In the 2002-03 Budget, the government committed $150 000 per annum of recurrent funding for falls prevention in older people;

In the 2000-01 Budget, funding was allocated to assist with the implementation of Moving Ahead: A Strategic Plan for Human Services for Older People. A proportion of Moving Ahead budget has been ear-marked specifically for falls prevention, i.e., $35 000 in 2002-03, $150 000 in 2003-04 and $115 000 proposed for 2004-05;

$140 000 of recurrent DHS funding is allocated to the Taking Steps falls risk assessment program through metropolitan and country domiciliary care services;

DHS allocates through Health Promotion SA additional funds each year to falls prevention – approximately $150 000;

The South Australian Hospitals Safety and Quality Council provided DHS total funding of approximately $295 000 through its Falls Prevention and Harm Minimisation—Innovations Funding grant scheme, for hospital based falls prevention projects which are currently being implemented.

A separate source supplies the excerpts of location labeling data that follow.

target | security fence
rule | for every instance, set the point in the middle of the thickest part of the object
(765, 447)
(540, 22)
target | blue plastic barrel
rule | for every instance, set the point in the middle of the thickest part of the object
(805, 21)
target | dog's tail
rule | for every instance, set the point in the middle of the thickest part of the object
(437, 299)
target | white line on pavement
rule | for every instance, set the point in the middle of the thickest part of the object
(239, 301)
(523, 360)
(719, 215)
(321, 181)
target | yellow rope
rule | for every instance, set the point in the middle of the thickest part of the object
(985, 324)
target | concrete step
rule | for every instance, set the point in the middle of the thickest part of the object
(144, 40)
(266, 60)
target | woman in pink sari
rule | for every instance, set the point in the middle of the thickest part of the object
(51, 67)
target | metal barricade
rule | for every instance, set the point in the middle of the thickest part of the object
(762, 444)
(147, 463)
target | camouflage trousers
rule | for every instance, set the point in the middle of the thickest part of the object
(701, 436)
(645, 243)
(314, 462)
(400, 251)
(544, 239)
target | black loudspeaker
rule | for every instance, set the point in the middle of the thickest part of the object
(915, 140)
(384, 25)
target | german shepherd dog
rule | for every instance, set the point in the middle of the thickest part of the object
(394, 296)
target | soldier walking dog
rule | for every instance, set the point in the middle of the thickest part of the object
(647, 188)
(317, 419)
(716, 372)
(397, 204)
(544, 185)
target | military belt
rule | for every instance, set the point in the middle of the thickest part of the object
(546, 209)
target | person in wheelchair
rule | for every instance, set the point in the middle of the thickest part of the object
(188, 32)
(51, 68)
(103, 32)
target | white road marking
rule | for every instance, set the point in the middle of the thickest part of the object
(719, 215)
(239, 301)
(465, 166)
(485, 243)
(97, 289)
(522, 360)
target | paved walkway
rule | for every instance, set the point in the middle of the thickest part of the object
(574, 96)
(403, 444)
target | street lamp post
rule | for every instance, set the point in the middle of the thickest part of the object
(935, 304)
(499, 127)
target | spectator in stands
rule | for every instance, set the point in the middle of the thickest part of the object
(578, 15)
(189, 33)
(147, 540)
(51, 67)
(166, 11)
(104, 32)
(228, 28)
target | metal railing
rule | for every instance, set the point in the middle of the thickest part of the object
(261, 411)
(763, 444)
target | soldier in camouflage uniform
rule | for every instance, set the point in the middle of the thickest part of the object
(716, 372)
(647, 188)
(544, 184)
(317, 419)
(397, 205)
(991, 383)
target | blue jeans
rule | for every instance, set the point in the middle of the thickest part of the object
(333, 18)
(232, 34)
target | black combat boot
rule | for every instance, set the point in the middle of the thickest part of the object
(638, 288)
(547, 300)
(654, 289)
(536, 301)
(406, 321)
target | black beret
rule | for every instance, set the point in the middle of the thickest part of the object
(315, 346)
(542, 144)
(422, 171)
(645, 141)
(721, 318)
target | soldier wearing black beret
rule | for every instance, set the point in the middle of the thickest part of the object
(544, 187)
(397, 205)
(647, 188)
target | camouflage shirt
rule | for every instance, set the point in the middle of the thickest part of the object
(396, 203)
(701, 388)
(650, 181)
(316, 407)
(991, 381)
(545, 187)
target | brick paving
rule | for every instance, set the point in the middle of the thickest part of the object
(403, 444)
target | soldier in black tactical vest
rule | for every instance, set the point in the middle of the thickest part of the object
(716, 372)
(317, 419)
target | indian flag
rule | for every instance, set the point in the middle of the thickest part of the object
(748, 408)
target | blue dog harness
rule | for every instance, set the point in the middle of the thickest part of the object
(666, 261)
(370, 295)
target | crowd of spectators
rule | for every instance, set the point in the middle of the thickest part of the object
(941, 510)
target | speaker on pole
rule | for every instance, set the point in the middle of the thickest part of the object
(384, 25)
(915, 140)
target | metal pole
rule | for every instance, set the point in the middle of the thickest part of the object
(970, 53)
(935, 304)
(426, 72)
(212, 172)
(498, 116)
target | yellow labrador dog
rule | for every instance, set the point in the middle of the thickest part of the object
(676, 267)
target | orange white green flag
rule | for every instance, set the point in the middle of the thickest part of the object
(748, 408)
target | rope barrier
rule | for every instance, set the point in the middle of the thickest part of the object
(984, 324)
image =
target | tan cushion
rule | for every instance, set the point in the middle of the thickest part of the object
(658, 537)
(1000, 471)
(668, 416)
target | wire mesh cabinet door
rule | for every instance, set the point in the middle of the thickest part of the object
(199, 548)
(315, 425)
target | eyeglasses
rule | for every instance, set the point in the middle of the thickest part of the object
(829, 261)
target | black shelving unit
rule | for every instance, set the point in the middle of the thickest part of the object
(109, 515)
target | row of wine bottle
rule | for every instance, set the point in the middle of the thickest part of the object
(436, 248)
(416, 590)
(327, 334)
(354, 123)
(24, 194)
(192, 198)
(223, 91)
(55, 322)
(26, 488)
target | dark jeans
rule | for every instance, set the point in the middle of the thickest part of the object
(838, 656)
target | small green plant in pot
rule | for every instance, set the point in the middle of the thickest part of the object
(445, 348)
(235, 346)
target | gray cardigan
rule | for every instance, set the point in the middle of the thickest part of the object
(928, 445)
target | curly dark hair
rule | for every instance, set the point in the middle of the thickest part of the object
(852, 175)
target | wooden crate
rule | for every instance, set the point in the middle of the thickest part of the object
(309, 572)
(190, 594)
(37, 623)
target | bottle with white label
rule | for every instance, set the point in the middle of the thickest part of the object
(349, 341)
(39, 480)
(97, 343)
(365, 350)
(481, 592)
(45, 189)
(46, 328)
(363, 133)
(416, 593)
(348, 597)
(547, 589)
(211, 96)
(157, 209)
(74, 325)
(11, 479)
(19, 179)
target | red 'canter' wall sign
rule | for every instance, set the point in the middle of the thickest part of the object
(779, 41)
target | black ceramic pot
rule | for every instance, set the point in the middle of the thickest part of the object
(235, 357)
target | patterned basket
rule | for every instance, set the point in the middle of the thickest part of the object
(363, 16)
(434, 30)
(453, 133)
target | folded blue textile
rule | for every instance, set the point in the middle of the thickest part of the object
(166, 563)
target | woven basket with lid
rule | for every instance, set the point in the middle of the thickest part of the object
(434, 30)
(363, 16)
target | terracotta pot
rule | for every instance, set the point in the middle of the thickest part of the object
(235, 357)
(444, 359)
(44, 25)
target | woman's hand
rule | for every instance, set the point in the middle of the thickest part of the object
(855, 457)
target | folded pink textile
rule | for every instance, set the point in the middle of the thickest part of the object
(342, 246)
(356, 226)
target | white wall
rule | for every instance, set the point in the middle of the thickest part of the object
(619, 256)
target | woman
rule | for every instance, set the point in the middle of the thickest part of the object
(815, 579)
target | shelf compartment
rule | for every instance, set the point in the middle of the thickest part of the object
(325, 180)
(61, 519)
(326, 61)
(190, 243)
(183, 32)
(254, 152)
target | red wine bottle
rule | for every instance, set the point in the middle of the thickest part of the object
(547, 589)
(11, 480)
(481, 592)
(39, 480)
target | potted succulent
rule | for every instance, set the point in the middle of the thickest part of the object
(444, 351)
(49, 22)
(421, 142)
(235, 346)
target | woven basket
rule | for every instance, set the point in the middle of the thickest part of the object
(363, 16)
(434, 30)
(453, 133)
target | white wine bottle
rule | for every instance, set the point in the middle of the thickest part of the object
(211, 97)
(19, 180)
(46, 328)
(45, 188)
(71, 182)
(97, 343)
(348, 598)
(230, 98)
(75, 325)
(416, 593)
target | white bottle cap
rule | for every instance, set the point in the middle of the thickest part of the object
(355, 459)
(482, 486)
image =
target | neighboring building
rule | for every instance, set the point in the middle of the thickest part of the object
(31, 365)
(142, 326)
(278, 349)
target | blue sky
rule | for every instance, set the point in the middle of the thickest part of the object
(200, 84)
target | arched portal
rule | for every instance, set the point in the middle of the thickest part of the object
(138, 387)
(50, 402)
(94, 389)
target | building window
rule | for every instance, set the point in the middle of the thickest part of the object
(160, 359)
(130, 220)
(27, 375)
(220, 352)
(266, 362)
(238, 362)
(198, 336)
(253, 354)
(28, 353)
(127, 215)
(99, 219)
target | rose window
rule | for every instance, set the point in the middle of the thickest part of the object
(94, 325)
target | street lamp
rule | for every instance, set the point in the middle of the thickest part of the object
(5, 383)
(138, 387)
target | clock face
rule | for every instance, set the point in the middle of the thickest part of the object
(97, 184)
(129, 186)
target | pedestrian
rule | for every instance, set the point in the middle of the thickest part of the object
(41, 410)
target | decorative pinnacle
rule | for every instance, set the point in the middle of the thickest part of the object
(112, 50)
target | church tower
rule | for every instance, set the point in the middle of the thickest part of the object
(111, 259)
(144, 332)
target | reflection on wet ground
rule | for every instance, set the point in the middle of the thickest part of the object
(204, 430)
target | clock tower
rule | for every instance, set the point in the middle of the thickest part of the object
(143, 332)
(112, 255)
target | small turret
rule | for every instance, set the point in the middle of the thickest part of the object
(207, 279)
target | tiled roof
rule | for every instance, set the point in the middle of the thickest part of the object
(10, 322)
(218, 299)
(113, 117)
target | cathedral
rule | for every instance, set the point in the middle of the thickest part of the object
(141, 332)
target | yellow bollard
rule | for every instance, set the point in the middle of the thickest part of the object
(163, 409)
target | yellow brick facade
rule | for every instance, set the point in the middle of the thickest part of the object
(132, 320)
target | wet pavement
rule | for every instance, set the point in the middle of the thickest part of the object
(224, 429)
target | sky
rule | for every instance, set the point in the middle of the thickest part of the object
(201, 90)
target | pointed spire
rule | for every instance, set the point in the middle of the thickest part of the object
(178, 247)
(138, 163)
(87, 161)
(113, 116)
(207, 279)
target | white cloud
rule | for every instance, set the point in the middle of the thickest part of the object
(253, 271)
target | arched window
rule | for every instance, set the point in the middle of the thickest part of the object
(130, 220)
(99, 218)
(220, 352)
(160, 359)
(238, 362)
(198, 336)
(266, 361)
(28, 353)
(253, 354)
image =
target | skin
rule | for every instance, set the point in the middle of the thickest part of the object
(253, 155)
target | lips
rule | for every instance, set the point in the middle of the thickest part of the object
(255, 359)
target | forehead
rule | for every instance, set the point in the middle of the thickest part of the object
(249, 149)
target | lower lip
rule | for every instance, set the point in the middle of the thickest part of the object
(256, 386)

3. This funding is being used to implement strategies across all three settings—community, acute and residential. These strategies include:

Two systematic, multi-strategy community programs to prevent falls in older people. One of these programs is based in the Hills Mallee & Southern Regional Health Service and the other in Northern Metropolitan Community Health Services;

Funding support for the Council on the Ageing to implement Living Longer Living Stronger, a program to increase opportunities for older people to participate in strength training;

Funding for Active Ageing SA Inc to implement Stepping Out, a program which develops a network of volunteer walking group leaders and walking groups for older people;

The Royal Adelaide Hospital Hip Protector Project for frail older people in residential care settings who are at increased of a hip fracture as a result of a fall;

Taking Steps falls risk assessment program;

Annual falls prevention forums to increase the capacity of a wide range of health professionals to integrate falls prevention into their work;

The twelve projects funded by the South Australian Hospitals Safety & Quality Council are listed on its website www.safetyandquality.sa.gov.au. Funded projects are representative of acute, residential and community settings, as well as being a mix of country and metropolitan projects.

4. The action plans of both New South Wales and Queensland were drawn upon extensively in the development of the initial draft of the South Australian action plan. Although it is clearly important to draw upon the work of other states, the consultative phase will ensure that the action plan is appropriate for the South Australian context.

Furthermore, Queensland has developed Falls Prevention Best Practice Guidelines for hospitals and residential care settings. These guidelines are more relevant to practitioners than to policy makers.

Therefore, they have been identified in the draft South Australian action plan as a key resource for practitioners, and the adoption of this resource is included as a strategy in the draft plan.